INCLUI VÍDEO. A Associação dos Vendedores Ambulantes de Luanda (AVAL), que reúne quase 4.000 zungueiras, alerta que a actividade, que está a ser travada pelo governo provincial, é o único sustento de milhares de famílias, que necessitam de “soluções de emprego”.

“A nossa associação não concorda que se possa acabar com a venda ambulante porque o país não tem emprego e o que cria a venda ambulante é o problema do desemprego no país”, começou por explicar, em entrevista à Lusa, o presidente da AVAL, José Cassoma.

Aquele dirigente reagia à polémica que está instalada na capital angolana, depois da recente orientação do novo governador provincial de Luanda, Adriano Mendes de Carvalho, para “o fim urgente da venda ambulante nas ruas, avenidas e zonas pedonais da capital angolana”.

“Queremos e defendemos a organização da venda ambulante, porque nesta altura achamos que os vendedores ambulantes deveriam contribuir também para os cofres do Estado, uma vez que o país se encontra numa situação económica difícil”, afirmou por seu turno o presidente da AVAL.

Uma organização que, refere, pode “passar por atribuição de cartões de ambulante” ao nível dos nove municípios de Luanda, “no sentido de o Estado daí poder obter recursos para o Orçamento Geral do Estado”, de resto, recorda, “como já se fazia anteriormente”.

“Se houvesse uma boa organização e fiscalização poderia funcionar, porque temos países em que a venda ambulante existe.

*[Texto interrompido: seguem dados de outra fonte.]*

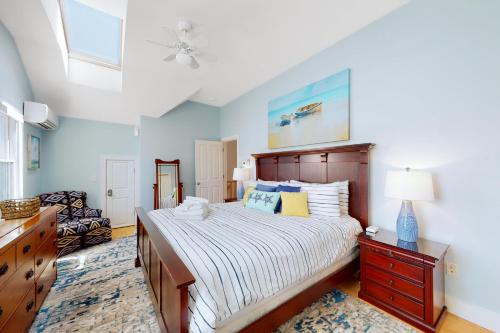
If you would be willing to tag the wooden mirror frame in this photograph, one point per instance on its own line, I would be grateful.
(177, 164)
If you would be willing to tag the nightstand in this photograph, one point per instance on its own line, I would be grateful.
(404, 279)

Agora num país com sérios problemas sociais e económicos, sem emprego para juventude, apenas encontram sustento aí para as suas famílias”, explicou.

Adriano Mendes de Carvalho ordenou, no final de Outubro, o fim desta actividade, classificando como “inadmissível” a situação que se vem registando nos últimos dias, “sob olhar impávido dos administradores”.

A medida é encarada com bastante preocupação no seio das vendedoras ambulantes de Luanda, também conhecidas como zungueiras, por ser o único sustento que têm.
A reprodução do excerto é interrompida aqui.